Сказано это было безжалостно, непреклонно, но не дерзко, не вызывающе: неожиданная жалобность Ивана не тронула Епифания, но и не обольстила, не лишила трезвости. Он понимал её природу, зная, как любит Иван выставлять напоказ свои муки и горести и как нравится ему, когда его жалеют, когда скорбят вместе с ним о его нелёгкой доле. Нелёгкой, верно. Даже то, каким застал он его сегодня, подтверждало это. Доля его и вправду была трудна, жестока, но, к чести своей, он стойко сносил её (это тоже знал Епифаний), и не только сносил – дерзко противоборствовал ей, а вот удержаться, не выпятить этого, не приподнять повыше, на обозрение всем, – не мог. Вероятно, страсть к лицедейству проявляла себя и тут, но было и другое – глубинное, сокровенное, может быть, не совсем и осознанное, а потому и не лишённое искренности, не превратившееся в заведомое притворство и игру в мученичество. Это и в самом деле не было игрой в мученичество – это было возвеличение мученичества и себя в нём.

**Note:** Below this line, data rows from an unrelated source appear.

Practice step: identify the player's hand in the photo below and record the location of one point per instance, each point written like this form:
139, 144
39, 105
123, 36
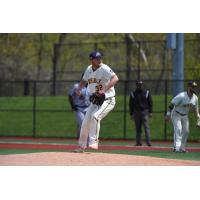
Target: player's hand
78, 92
167, 116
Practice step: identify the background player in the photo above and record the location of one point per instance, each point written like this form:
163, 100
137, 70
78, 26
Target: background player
101, 79
79, 103
178, 111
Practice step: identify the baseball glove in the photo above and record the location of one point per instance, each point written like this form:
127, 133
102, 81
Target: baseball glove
198, 122
97, 98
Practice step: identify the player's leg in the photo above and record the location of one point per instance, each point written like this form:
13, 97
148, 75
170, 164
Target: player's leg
79, 119
176, 120
97, 116
185, 132
138, 127
145, 117
83, 139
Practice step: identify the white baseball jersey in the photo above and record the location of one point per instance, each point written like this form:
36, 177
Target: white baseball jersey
183, 103
98, 79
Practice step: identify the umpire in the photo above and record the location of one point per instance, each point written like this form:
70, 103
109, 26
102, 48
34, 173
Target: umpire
140, 107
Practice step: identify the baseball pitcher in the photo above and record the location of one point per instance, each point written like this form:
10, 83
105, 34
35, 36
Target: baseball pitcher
101, 80
79, 104
178, 112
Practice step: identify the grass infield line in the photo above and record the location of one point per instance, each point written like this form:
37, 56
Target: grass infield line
101, 147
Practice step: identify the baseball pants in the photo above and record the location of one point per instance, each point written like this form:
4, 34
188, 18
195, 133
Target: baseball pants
181, 130
79, 119
141, 118
91, 122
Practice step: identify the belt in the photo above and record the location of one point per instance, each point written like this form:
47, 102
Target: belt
109, 98
180, 113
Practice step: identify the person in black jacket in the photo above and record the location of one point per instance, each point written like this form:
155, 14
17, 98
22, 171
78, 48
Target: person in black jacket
140, 107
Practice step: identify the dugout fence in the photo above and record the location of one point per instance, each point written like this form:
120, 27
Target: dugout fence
29, 108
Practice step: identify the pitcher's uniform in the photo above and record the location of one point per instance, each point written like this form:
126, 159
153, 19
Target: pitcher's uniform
179, 115
97, 80
79, 104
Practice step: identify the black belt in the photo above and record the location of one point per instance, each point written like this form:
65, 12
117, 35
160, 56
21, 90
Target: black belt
109, 98
181, 113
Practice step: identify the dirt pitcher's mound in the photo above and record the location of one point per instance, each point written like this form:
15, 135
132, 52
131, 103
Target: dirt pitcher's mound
88, 159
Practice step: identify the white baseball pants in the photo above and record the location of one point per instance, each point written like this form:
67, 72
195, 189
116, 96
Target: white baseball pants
181, 130
91, 122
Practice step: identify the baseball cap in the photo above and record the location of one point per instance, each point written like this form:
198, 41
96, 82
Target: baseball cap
192, 84
95, 55
138, 82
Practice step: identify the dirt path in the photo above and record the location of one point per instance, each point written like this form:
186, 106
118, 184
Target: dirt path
88, 159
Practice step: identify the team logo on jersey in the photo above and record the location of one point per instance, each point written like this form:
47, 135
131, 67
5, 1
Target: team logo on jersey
94, 80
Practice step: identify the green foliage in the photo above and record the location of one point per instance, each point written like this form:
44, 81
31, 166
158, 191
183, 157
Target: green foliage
31, 55
55, 119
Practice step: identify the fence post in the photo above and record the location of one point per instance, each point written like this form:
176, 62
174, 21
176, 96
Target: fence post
165, 123
54, 70
34, 107
139, 61
26, 87
125, 105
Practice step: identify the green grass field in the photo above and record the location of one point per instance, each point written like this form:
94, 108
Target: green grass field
159, 154
55, 119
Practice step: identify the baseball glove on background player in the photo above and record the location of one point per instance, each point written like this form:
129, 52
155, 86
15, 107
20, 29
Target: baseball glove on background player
98, 98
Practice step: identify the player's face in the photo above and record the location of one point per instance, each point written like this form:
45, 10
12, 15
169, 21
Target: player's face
95, 62
191, 90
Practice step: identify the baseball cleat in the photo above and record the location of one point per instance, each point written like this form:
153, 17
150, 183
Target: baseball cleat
183, 151
93, 146
79, 150
138, 144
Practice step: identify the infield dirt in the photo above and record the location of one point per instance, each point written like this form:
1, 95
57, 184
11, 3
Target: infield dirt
88, 159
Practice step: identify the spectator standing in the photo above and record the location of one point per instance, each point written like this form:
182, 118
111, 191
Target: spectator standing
140, 107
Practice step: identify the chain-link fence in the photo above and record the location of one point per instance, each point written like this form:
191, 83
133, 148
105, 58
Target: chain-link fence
27, 108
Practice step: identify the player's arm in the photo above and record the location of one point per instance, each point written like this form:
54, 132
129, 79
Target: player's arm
82, 84
114, 79
168, 114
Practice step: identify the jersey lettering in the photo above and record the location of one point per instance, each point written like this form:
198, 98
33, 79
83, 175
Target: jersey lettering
99, 88
94, 80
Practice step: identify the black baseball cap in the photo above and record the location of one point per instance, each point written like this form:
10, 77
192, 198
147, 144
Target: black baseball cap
192, 84
95, 55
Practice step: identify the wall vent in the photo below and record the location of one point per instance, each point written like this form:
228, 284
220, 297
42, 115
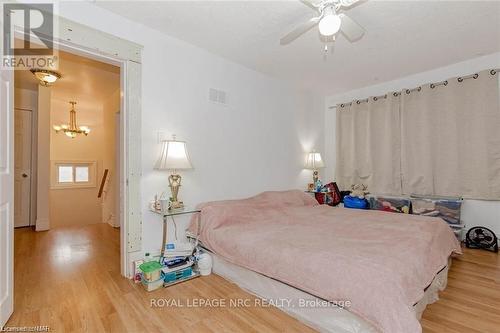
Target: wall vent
217, 96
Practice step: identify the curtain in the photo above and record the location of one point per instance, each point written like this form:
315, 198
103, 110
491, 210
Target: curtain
450, 138
368, 146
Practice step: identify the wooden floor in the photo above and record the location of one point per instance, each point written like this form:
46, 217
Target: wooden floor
68, 279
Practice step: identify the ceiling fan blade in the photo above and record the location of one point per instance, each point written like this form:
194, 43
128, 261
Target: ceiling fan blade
301, 29
351, 30
310, 4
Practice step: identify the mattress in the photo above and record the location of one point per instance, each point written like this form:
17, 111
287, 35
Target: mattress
310, 309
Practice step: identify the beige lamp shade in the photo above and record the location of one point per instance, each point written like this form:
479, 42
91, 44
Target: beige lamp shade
314, 161
173, 156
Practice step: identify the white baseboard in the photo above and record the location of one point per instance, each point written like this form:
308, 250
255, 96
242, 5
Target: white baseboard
42, 224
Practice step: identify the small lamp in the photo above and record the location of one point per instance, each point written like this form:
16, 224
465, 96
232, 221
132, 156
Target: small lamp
314, 162
174, 157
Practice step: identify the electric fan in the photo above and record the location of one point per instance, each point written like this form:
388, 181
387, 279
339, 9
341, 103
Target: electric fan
481, 238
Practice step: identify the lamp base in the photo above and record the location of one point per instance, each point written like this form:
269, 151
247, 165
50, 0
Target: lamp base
315, 176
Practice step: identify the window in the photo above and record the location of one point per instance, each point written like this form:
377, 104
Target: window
73, 174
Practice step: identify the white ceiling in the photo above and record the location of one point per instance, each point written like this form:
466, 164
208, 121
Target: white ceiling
402, 38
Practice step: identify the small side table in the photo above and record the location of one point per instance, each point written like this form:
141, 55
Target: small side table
175, 212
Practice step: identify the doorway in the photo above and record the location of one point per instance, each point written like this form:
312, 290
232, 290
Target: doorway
23, 156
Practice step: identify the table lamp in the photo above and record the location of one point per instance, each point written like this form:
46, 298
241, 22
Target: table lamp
314, 162
174, 157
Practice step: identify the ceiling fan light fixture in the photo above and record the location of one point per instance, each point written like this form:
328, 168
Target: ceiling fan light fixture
45, 77
329, 24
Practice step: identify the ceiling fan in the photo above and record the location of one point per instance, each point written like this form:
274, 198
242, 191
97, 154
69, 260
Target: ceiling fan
329, 21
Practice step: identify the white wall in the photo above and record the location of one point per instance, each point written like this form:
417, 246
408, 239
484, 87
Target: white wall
474, 212
258, 142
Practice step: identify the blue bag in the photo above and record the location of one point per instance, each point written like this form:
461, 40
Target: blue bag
355, 202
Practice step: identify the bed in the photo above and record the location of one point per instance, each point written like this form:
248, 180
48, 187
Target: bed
384, 268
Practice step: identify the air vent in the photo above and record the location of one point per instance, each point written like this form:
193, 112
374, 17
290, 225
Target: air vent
217, 96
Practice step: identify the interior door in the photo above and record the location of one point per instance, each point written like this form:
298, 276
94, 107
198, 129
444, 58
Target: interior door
22, 167
6, 195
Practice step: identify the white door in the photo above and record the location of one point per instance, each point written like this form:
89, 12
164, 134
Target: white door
6, 195
22, 167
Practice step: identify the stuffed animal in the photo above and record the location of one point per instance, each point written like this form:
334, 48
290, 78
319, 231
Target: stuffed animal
359, 190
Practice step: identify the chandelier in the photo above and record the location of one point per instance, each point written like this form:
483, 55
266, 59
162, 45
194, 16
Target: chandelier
72, 130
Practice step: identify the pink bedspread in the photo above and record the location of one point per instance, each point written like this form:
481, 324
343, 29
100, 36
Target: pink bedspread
381, 262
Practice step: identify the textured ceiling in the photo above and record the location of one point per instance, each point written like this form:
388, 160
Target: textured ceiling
402, 38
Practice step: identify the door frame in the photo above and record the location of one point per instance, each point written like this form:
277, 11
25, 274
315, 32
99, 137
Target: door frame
32, 198
88, 42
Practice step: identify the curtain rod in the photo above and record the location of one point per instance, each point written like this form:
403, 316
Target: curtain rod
409, 91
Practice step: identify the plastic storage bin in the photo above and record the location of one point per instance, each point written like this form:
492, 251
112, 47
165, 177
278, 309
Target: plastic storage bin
153, 285
178, 275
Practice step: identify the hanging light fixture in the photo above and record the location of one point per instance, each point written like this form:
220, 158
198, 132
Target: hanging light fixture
72, 130
45, 77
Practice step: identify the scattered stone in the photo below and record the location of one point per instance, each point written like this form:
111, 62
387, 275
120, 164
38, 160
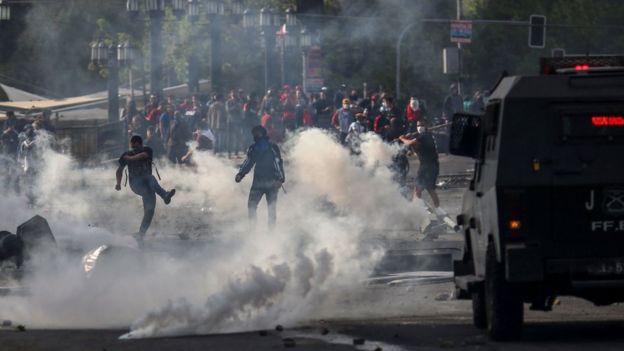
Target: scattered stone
476, 340
289, 342
447, 344
359, 341
443, 297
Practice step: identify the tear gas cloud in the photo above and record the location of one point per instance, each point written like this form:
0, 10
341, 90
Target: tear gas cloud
231, 278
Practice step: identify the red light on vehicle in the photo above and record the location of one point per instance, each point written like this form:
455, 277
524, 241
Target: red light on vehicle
608, 121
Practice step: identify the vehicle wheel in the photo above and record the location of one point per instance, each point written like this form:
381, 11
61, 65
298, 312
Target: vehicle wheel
503, 303
479, 314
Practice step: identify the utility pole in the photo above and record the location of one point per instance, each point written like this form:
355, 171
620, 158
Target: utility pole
460, 15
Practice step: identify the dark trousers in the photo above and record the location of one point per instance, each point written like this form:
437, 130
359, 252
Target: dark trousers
147, 187
343, 138
255, 195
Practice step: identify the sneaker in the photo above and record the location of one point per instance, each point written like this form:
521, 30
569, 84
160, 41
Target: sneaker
168, 197
139, 238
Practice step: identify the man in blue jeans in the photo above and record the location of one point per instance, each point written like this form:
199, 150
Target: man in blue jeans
142, 182
268, 174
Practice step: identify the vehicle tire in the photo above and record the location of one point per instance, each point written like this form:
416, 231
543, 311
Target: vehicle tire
479, 314
503, 303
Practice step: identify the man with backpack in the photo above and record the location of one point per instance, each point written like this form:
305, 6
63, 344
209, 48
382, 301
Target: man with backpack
268, 173
142, 182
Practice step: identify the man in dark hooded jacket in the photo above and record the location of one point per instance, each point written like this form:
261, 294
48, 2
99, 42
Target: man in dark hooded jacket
268, 173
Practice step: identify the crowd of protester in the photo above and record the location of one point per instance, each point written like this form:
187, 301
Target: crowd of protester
176, 128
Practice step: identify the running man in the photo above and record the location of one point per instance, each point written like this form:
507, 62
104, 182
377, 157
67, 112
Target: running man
142, 182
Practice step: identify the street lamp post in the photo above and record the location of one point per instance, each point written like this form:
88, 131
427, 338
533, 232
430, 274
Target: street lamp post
193, 63
5, 11
215, 10
156, 11
268, 33
106, 55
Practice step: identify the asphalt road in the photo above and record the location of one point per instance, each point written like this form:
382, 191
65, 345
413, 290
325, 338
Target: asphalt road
573, 325
408, 307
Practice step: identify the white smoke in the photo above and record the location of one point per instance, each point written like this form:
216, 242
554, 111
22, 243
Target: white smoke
231, 278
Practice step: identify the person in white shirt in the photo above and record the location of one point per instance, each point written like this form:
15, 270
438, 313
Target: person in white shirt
355, 130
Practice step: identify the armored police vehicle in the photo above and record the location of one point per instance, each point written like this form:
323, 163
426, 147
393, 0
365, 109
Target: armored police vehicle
544, 212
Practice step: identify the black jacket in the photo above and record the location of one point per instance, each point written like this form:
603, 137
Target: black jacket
269, 167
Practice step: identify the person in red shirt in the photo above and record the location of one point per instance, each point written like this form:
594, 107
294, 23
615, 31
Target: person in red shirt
413, 114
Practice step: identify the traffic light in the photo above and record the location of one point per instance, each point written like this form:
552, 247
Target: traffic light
537, 31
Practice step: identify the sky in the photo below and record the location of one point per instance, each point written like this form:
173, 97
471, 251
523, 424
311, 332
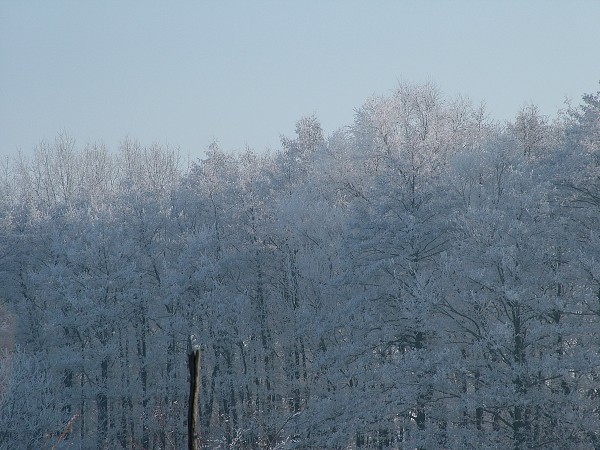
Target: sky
187, 73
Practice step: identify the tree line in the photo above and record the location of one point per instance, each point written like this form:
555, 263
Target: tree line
425, 277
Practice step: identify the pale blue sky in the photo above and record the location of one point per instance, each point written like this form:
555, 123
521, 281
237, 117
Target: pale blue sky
243, 72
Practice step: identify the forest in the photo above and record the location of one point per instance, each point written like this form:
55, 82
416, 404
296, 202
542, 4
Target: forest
425, 277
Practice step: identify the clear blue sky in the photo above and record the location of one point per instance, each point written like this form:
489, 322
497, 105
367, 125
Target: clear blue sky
243, 72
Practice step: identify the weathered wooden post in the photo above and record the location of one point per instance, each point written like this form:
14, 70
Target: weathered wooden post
194, 366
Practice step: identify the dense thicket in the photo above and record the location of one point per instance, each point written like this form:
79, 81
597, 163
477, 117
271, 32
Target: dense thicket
424, 278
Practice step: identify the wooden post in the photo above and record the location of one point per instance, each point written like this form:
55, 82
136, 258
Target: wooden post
194, 366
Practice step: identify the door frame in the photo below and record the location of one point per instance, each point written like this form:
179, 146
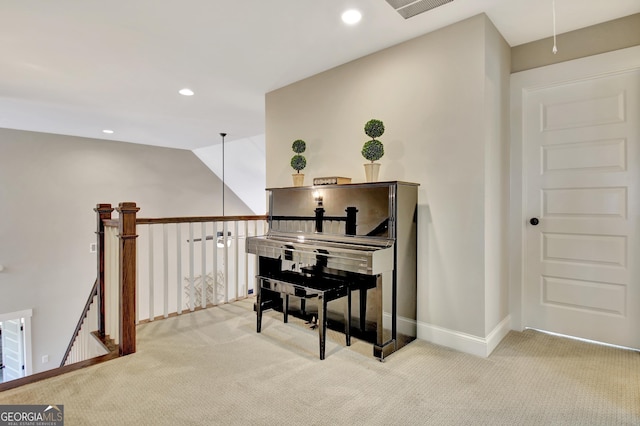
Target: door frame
522, 82
26, 316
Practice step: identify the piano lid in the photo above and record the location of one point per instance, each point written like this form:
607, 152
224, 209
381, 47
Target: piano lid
363, 255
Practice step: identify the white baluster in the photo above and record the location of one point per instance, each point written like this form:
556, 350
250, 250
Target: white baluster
165, 269
151, 280
179, 267
203, 281
192, 293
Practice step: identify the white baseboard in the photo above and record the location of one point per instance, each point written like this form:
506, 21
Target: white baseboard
463, 342
405, 326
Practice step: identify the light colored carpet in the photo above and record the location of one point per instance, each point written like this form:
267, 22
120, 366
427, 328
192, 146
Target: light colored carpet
211, 368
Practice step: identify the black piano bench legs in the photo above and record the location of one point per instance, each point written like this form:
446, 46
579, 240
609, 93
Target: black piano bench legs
258, 313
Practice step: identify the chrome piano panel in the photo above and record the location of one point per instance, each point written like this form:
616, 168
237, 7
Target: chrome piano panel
369, 256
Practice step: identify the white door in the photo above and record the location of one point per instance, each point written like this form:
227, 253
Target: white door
581, 162
12, 349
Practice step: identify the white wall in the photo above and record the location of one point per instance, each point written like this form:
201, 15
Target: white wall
244, 168
49, 185
444, 110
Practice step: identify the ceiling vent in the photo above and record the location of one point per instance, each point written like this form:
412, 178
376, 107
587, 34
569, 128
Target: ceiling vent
409, 8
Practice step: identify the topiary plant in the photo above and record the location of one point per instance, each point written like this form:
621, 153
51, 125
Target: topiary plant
373, 150
298, 162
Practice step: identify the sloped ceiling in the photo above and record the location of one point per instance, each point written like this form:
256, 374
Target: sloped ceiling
78, 67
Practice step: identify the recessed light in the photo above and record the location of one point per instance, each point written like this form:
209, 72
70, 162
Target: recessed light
351, 17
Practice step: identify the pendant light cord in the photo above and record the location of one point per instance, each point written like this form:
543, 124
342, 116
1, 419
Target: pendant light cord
555, 48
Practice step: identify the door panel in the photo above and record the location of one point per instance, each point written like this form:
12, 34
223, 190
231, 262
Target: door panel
582, 159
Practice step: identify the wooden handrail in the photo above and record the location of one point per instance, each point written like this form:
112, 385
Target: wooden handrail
85, 311
148, 221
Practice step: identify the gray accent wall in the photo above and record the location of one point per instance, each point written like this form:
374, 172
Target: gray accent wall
443, 98
49, 185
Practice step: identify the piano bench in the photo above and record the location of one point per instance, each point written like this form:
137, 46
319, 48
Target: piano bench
323, 292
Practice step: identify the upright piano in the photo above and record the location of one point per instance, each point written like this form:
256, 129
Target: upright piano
324, 243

Ипостась мученика, страдальца не могла не привлекать его: от мученика до святого всего один шаг, а святость – величайшее обретение. Его прямые предки Александр Невский и Дмитрий Донской – святые! Их имена навечно вписаны в святцы! В их честь возводят храмы! Им поклоняются! Неужто же он не достоин такого?! Неужто же его деяния и подвиги не равны их деяниям и подвигам?! Им воздано также и за страдания, за великие муки, которые вытерпели они, неся свой крест. Но и он пьёт из той же чаши! Она тоже не минула его! Он тоже мученик, тоже страдалец, и крест его так же тяжек!
Но святость, даже если он заслужит её, – и утеха, и вечное успокоение, и вечное блаженство – это там, за гробом. А здесь, в жестокой земной жизни, всё его человеческое остаётся с ним, и его не заслонишь царским, не обольстишь, не подкупишь венцами и скипетрами, не подавишь никаким усилием воли; больное, горькое, нескорбевшееся, оно рвётся наружу – за состраданием, за сочувствием, и тянется к ним, ищет их, пускаясь на всякие уловки и ухищрения, или просто, вот так, как сейчас, взывает, просит...
Относиться к этому можно было по-разному: верить – не верить, откликаться на него – не откликаться, жалеть его – не жалеть, быть искренним или притворяться, насколько позволяла его проницательность; нельзя было делать лишь одного – принимать всё это за слабость, беспомощность, беззащитность и пытаться воспользоваться этим.
– Ты извык всё делати так, яко было тебе удобно, – продолжал Епифаний прежним тоном – строго, твёрдо, но не резко, не гневно, умело удерживаясь на той последней грани, которая отделяет упрёк от обличения. Слово трогает разум, тон – душу. Противостоять такому союзу ему было не под силу, и он не трогал души. – Ты и жил тако, и верил. А научители твои, в уподобаиии рьянясь[213]213
В уподобании рьянясь – желая быть приятным, желая нравиться.
[Закрыть], потакали тебе. Ты погрязал в грехе, в стыдодеяниях, в страстях долевлекущих, а они твердили тебе: молись – и всё простится.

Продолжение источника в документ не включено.